Number 11 is a lot of fun. It’s the one I usually rember to use when it isn’t November, and is a way of tapping into patterns and echoes of stories and then just messing with them. There are usually a few examples in most of my stories – an irish fairytale blended with some A. A. Milne and a bit of John Birmingham, or Cinderella meets The Crucible with a dash of the Paper Bag Princess.
The thought process tends to go: I don’t know what is happening at the end of this sentence so – oh, here is a tree. I will send my character up a tree. Now what? It would be boring to just come down. Okay, she will get lost in the tree and come down in another part of the forest. Now she is lost in the woods. Okay, she should meet… meet a wolf. Who turns out to be a motherly, Tiggy-Winklish wolfish sort of person, who keeps mysteriously losing chickens. This has tied into a whole subplot of lost things (shoes and cups and kingdoms and hearts). It does give a lot of draggled loose ends, but that means there are more threads to weave back into the plot later on. At the moment, I am pulling together a Sleeping-Beauty-as-murder-victim strand with a Lancelot-is-really-Orpheus strand and about to add a dash of Tristan and Ysolde.

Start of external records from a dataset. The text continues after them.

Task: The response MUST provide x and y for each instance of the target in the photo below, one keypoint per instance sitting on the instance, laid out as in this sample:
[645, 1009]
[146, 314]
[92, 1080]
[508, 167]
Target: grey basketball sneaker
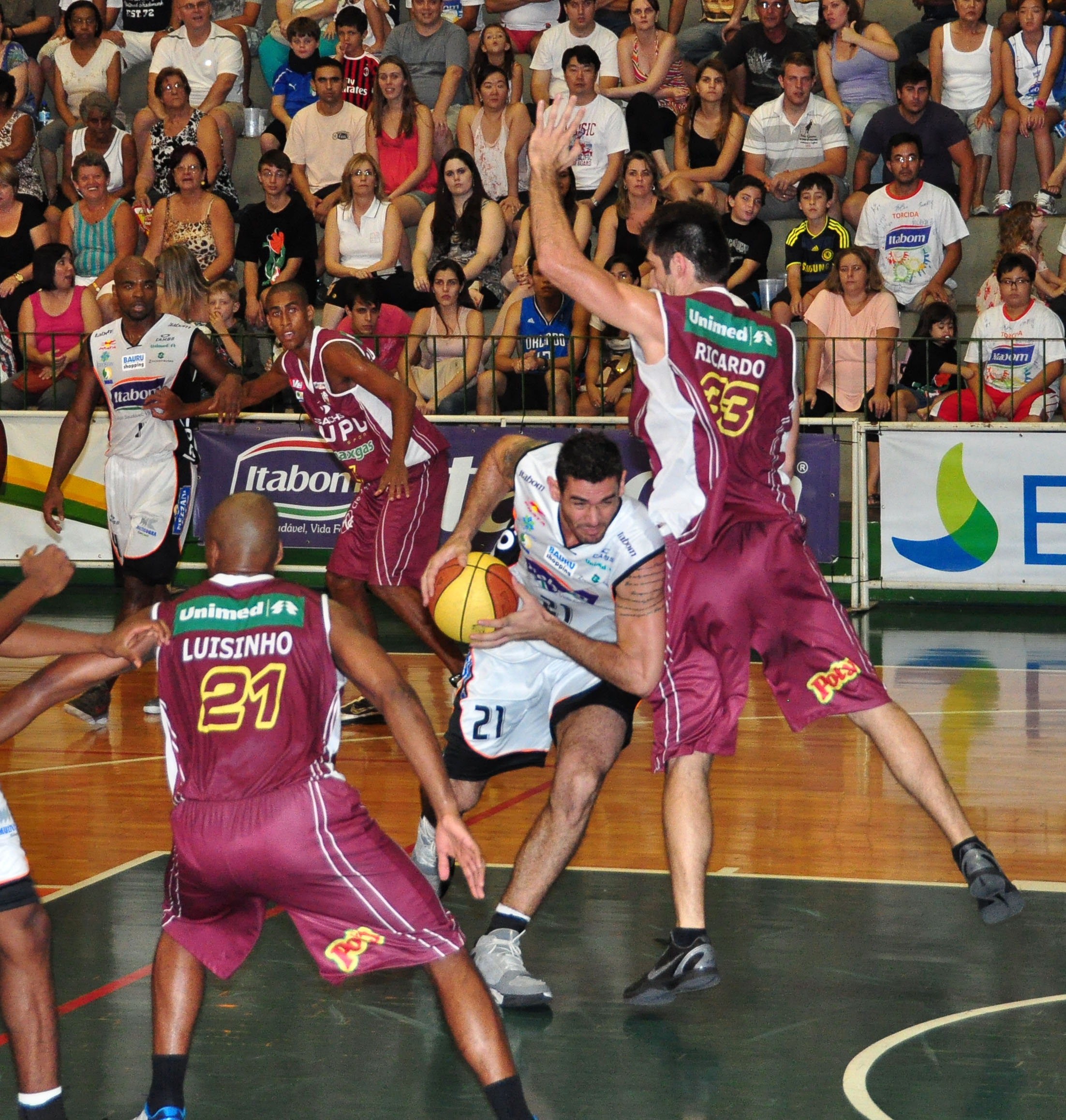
[499, 959]
[425, 854]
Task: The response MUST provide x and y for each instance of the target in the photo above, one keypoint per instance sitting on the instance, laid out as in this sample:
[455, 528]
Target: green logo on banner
[222, 614]
[743, 335]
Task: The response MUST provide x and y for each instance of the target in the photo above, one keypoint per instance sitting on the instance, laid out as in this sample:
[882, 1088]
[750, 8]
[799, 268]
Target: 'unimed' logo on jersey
[218, 613]
[730, 331]
[907, 236]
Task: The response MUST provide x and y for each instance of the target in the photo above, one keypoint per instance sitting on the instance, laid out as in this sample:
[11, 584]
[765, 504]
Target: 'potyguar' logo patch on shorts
[345, 952]
[730, 331]
[826, 686]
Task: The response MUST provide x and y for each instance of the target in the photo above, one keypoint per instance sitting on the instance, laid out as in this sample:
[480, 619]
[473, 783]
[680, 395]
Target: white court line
[859, 1066]
[104, 875]
[110, 762]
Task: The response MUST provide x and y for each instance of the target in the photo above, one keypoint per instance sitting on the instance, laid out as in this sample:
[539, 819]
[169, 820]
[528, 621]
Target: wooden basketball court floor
[844, 938]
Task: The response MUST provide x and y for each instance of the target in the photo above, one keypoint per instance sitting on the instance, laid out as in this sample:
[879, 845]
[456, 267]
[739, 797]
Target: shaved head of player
[715, 402]
[242, 536]
[134, 288]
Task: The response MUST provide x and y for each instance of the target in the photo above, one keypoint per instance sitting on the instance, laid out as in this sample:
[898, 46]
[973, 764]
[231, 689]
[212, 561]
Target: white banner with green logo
[979, 509]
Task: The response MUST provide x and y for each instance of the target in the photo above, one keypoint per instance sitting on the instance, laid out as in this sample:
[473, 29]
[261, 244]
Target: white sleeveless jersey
[576, 585]
[129, 374]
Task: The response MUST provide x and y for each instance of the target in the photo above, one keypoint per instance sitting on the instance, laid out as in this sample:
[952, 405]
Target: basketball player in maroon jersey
[715, 402]
[370, 421]
[250, 709]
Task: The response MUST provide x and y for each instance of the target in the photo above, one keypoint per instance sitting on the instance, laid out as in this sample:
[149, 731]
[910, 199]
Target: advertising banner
[975, 509]
[31, 446]
[289, 464]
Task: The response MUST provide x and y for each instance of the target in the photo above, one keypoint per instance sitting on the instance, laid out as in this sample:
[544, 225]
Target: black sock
[962, 848]
[507, 1100]
[52, 1110]
[168, 1081]
[507, 922]
[684, 938]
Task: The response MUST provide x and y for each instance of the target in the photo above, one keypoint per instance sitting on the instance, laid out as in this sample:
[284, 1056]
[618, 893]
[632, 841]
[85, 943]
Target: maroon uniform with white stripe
[250, 709]
[382, 543]
[715, 415]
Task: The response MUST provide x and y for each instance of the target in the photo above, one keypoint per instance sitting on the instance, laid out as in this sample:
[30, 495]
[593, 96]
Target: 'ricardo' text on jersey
[249, 693]
[356, 425]
[727, 385]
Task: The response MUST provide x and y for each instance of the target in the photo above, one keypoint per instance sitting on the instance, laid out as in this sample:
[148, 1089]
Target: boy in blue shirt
[293, 89]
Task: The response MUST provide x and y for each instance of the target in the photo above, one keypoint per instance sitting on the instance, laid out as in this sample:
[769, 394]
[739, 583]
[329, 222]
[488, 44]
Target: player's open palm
[51, 569]
[454, 841]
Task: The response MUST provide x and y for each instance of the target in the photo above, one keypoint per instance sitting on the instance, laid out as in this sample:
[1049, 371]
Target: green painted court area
[812, 973]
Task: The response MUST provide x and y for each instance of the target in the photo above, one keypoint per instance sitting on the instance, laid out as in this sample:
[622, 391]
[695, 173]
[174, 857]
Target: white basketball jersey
[129, 374]
[576, 585]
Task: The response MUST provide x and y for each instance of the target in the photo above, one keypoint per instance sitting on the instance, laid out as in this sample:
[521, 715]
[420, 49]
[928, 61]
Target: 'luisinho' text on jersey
[250, 698]
[129, 374]
[356, 425]
[728, 382]
[577, 585]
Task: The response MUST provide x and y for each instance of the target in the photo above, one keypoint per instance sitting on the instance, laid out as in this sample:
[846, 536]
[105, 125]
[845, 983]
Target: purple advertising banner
[289, 464]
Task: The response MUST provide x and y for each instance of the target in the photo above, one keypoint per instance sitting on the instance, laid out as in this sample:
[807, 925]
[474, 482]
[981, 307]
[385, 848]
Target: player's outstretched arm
[492, 483]
[344, 363]
[73, 434]
[634, 662]
[552, 149]
[367, 664]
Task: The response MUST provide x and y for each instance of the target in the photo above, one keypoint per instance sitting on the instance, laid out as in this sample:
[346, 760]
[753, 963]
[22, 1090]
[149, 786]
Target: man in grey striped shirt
[792, 137]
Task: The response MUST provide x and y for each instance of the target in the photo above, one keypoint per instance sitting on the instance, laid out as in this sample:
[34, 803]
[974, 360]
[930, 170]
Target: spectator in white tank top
[364, 235]
[965, 59]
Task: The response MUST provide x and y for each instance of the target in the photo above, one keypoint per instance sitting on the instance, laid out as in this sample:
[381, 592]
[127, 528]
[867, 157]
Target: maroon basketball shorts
[389, 544]
[355, 898]
[759, 589]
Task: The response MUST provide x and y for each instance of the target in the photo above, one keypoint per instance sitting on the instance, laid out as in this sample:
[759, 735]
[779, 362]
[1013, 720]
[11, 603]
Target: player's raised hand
[552, 145]
[50, 571]
[134, 639]
[395, 482]
[456, 548]
[454, 841]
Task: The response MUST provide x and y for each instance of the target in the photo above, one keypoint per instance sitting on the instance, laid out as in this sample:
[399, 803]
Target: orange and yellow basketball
[464, 596]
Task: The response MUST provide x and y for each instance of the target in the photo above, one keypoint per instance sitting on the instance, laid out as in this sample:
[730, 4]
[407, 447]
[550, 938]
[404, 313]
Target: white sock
[36, 1100]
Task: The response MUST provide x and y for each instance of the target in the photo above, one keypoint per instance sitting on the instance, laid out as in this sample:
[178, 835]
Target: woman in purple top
[854, 58]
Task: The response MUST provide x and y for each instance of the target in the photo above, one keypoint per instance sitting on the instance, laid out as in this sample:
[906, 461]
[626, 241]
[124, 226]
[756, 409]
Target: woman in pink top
[400, 137]
[852, 326]
[53, 321]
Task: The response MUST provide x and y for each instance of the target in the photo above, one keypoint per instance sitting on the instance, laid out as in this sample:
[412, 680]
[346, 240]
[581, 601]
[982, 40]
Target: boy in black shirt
[278, 239]
[810, 249]
[749, 239]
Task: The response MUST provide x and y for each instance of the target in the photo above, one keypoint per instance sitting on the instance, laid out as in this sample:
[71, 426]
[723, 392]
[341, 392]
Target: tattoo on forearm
[641, 594]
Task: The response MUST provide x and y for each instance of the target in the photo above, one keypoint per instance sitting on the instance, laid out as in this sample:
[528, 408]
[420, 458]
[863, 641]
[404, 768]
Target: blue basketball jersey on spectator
[546, 336]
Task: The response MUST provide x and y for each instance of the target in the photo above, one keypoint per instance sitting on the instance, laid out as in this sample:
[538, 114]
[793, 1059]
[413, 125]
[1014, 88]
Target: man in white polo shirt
[323, 138]
[210, 56]
[580, 29]
[915, 229]
[602, 133]
[792, 137]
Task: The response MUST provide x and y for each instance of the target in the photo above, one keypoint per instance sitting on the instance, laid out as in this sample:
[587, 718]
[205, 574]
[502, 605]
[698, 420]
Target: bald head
[242, 536]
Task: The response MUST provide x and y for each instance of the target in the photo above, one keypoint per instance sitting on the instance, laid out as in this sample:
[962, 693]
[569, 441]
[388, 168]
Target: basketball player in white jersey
[150, 471]
[26, 989]
[568, 668]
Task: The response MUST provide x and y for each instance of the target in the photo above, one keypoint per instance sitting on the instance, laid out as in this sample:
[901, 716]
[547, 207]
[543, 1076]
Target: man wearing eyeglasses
[915, 229]
[756, 55]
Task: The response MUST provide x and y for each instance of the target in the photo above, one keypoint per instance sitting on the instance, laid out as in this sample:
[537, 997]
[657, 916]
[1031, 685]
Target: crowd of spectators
[395, 186]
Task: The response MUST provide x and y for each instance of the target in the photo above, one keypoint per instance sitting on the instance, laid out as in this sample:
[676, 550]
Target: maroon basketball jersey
[249, 695]
[715, 415]
[358, 80]
[356, 425]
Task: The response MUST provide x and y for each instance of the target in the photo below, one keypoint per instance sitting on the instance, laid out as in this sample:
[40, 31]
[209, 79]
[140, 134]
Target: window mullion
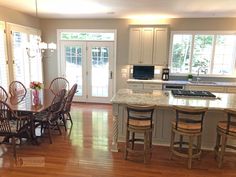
[191, 54]
[213, 54]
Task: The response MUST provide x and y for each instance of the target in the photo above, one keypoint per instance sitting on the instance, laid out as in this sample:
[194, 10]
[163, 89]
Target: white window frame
[25, 29]
[233, 75]
[60, 73]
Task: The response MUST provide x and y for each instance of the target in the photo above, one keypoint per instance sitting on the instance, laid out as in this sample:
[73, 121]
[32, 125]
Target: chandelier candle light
[36, 86]
[38, 45]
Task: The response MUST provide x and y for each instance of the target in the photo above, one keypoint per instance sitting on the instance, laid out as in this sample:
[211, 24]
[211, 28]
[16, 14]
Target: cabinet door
[160, 56]
[135, 45]
[152, 86]
[147, 45]
[135, 86]
[231, 89]
[206, 88]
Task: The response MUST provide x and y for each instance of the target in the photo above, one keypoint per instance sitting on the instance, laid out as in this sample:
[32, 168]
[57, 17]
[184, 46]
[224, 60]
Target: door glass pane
[35, 61]
[181, 48]
[74, 74]
[21, 61]
[202, 53]
[224, 59]
[100, 71]
[4, 67]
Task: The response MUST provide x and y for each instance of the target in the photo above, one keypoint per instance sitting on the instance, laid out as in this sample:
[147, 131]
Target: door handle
[110, 74]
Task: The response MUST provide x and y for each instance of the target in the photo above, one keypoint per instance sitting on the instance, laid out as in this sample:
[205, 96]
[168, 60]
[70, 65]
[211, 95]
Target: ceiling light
[41, 46]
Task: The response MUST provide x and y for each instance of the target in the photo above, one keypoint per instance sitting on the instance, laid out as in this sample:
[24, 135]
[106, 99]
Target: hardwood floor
[84, 150]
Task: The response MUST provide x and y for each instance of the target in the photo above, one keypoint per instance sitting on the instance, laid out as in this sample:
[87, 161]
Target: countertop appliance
[165, 74]
[192, 93]
[143, 72]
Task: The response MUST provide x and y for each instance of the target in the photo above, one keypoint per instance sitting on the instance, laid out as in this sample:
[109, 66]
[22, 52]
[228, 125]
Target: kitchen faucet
[202, 69]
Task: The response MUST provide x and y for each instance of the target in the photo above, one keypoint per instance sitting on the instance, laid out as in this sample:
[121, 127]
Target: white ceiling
[130, 9]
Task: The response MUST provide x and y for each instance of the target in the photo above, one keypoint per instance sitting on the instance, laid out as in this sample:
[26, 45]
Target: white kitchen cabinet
[135, 86]
[160, 52]
[206, 88]
[230, 89]
[141, 46]
[155, 86]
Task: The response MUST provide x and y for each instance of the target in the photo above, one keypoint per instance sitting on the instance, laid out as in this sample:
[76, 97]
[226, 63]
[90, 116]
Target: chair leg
[14, 147]
[58, 127]
[64, 121]
[199, 144]
[222, 152]
[217, 145]
[181, 141]
[150, 144]
[172, 143]
[133, 139]
[190, 152]
[69, 116]
[126, 144]
[49, 133]
[145, 147]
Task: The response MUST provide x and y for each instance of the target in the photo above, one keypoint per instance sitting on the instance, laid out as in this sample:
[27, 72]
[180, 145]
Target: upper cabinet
[141, 45]
[148, 46]
[160, 56]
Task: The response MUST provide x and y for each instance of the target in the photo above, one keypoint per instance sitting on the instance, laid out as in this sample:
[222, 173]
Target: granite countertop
[210, 83]
[166, 99]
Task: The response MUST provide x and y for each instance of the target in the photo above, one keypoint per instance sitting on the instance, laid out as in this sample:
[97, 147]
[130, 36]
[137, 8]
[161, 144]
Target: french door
[90, 65]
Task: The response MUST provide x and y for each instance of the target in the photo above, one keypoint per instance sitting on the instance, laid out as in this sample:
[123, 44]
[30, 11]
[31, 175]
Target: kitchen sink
[203, 82]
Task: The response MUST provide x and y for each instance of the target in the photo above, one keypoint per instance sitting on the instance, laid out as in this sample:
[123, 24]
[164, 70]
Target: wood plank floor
[84, 150]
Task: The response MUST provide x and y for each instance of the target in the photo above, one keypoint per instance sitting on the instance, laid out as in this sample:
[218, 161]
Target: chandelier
[37, 45]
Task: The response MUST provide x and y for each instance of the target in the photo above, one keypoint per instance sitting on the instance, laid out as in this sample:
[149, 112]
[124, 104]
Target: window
[207, 52]
[27, 66]
[4, 80]
[88, 36]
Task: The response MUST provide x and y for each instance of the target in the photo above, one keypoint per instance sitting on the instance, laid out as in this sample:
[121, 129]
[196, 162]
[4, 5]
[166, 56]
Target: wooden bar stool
[225, 130]
[139, 120]
[188, 123]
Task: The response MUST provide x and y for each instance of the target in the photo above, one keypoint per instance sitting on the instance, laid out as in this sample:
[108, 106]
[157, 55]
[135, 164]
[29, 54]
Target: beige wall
[49, 27]
[19, 18]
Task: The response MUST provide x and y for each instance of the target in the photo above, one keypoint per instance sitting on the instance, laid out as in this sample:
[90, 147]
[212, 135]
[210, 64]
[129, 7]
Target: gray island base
[164, 113]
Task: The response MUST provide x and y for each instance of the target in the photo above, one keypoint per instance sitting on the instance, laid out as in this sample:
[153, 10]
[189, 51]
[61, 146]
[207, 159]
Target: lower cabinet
[206, 88]
[135, 86]
[152, 86]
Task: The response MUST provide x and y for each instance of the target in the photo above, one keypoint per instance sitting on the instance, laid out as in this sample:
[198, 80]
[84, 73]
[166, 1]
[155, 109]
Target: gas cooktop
[192, 93]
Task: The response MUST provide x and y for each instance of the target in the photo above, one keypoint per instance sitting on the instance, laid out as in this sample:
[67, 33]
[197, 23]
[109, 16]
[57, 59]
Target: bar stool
[139, 120]
[188, 123]
[225, 130]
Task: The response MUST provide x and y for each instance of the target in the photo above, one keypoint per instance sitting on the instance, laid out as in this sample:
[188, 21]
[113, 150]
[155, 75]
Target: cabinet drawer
[152, 86]
[135, 86]
[231, 89]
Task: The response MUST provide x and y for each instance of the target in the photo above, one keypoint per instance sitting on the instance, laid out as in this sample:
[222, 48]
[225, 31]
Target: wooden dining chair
[65, 114]
[3, 94]
[13, 126]
[188, 123]
[58, 84]
[226, 131]
[139, 121]
[17, 88]
[49, 118]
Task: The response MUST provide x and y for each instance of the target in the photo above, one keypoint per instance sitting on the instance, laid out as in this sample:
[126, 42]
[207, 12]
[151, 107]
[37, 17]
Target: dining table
[28, 104]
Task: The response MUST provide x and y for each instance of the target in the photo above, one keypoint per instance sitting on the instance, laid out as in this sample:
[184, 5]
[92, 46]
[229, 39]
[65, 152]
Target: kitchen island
[164, 113]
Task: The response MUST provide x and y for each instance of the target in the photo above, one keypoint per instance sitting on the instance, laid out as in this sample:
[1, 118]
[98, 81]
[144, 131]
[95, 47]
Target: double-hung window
[211, 53]
[25, 64]
[4, 79]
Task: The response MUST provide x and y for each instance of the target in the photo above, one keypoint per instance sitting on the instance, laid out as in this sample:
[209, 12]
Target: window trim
[233, 75]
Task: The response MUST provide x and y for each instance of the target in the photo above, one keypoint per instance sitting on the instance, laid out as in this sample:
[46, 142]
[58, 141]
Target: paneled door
[89, 64]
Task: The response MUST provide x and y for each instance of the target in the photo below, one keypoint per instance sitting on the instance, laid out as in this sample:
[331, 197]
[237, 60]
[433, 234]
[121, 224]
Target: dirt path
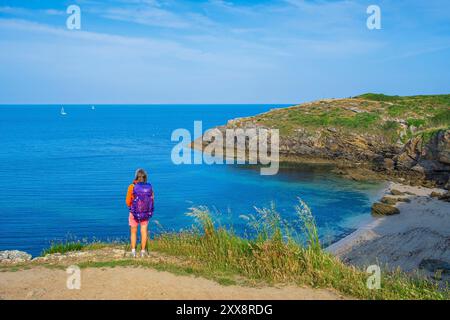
[137, 283]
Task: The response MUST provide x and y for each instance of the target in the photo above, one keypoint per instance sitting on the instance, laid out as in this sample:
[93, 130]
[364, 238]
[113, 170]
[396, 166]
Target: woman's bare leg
[133, 231]
[143, 236]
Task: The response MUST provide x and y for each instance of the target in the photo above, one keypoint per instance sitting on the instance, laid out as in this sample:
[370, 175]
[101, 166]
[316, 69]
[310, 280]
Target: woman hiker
[140, 201]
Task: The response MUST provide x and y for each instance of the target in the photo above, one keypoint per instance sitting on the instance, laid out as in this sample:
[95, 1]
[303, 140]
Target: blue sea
[66, 177]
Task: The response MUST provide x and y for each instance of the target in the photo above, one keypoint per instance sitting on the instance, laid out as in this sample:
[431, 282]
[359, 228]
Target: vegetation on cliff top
[392, 116]
[275, 256]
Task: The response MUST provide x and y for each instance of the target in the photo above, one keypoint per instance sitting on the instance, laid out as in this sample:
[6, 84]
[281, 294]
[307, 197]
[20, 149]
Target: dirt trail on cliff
[138, 283]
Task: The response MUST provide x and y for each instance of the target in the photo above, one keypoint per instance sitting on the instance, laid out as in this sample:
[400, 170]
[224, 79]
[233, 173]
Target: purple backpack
[142, 205]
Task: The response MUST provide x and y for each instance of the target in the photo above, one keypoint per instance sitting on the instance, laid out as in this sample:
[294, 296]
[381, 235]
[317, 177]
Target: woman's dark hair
[140, 173]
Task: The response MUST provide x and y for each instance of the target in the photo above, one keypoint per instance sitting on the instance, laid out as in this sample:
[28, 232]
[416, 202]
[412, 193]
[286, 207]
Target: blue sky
[283, 51]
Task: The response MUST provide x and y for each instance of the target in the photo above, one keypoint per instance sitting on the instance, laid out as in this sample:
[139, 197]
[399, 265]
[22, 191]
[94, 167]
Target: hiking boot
[144, 254]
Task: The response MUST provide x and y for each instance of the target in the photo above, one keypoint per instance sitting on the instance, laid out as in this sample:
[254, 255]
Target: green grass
[275, 256]
[71, 245]
[378, 97]
[278, 254]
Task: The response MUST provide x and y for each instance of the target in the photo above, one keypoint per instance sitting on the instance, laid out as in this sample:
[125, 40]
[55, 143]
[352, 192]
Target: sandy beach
[416, 239]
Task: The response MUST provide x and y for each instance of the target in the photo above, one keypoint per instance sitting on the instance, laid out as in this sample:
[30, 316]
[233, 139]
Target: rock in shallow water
[435, 265]
[9, 256]
[382, 209]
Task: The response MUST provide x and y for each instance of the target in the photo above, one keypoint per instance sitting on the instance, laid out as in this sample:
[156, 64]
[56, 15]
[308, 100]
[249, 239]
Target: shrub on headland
[278, 253]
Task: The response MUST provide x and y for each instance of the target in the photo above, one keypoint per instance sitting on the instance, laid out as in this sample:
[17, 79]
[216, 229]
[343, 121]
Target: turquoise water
[66, 176]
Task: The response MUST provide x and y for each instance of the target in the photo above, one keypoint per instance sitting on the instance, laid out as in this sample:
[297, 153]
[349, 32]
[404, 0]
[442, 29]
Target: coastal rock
[383, 209]
[445, 197]
[421, 155]
[389, 200]
[13, 256]
[396, 192]
[435, 265]
[393, 201]
[435, 194]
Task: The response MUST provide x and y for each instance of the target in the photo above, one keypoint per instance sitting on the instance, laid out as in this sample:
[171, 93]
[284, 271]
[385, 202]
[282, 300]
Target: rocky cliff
[405, 138]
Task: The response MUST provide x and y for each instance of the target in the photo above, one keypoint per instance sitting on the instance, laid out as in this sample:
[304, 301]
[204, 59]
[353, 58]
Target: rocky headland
[368, 137]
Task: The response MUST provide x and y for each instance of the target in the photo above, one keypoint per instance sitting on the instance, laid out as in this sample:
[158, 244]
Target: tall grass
[278, 253]
[275, 256]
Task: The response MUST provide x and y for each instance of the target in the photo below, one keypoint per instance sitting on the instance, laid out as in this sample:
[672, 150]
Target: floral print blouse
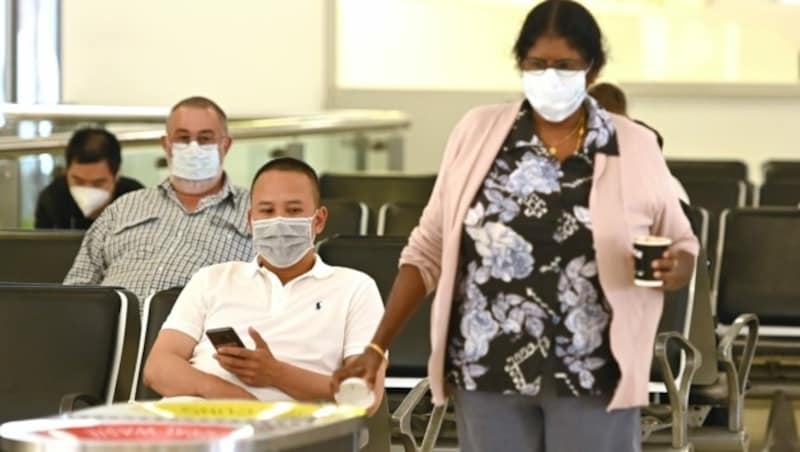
[529, 309]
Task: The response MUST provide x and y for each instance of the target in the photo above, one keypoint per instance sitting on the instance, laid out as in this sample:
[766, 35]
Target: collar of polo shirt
[320, 270]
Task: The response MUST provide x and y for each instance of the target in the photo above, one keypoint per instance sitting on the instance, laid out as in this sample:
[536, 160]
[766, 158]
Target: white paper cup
[646, 250]
[355, 392]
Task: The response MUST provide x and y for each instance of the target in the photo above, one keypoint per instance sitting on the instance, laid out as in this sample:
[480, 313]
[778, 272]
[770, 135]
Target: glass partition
[334, 141]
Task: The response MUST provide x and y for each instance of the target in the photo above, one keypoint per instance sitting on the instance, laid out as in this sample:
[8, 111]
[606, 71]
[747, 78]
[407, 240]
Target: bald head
[610, 97]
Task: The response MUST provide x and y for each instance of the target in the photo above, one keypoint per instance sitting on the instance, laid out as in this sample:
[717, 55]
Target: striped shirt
[146, 241]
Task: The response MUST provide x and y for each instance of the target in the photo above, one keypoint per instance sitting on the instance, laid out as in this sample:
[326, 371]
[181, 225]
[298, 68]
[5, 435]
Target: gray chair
[776, 193]
[345, 217]
[396, 219]
[759, 256]
[705, 169]
[65, 346]
[715, 195]
[665, 422]
[721, 378]
[378, 257]
[781, 170]
[376, 190]
[32, 248]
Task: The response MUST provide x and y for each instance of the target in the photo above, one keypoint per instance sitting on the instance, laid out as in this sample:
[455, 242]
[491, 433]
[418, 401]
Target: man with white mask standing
[298, 318]
[157, 238]
[91, 182]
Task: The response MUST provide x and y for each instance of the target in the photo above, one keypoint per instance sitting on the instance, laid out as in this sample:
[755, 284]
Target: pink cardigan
[631, 195]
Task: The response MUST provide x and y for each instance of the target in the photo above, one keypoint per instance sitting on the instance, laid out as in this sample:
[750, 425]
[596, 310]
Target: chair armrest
[401, 420]
[738, 376]
[69, 401]
[725, 348]
[678, 391]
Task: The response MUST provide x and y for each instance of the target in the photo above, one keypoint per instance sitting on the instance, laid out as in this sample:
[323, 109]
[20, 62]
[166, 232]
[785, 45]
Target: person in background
[299, 317]
[92, 182]
[612, 98]
[157, 238]
[538, 331]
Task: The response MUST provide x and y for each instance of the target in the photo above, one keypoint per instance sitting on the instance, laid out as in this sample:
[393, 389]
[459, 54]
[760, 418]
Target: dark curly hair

Of course, it also yields such awkward situations as a character who was entertaining, but going nowhere, so I had to duplicate him and then kill off his first manifestation with a conveniently-timed carnivorous waterhorse. But hey! It’s NaNoWriMo! No one ever has to read that part, and if I ever do need a story about a carnivorous waterhorse, I’ve got a page of description all set up there ready to go.
November 4, 2009
Ah, November, season of writing 2,000+ words a day.
Illustration Friday this week is themed “Skinny”, which led me to think of long, thin (relatively speaking) tails, and long clever fingers.
This is also the new blog header. I do have some slightly more developed ideas on the theme, but see the first sentence of this post to calculate the likelihood of them being finished by Friday.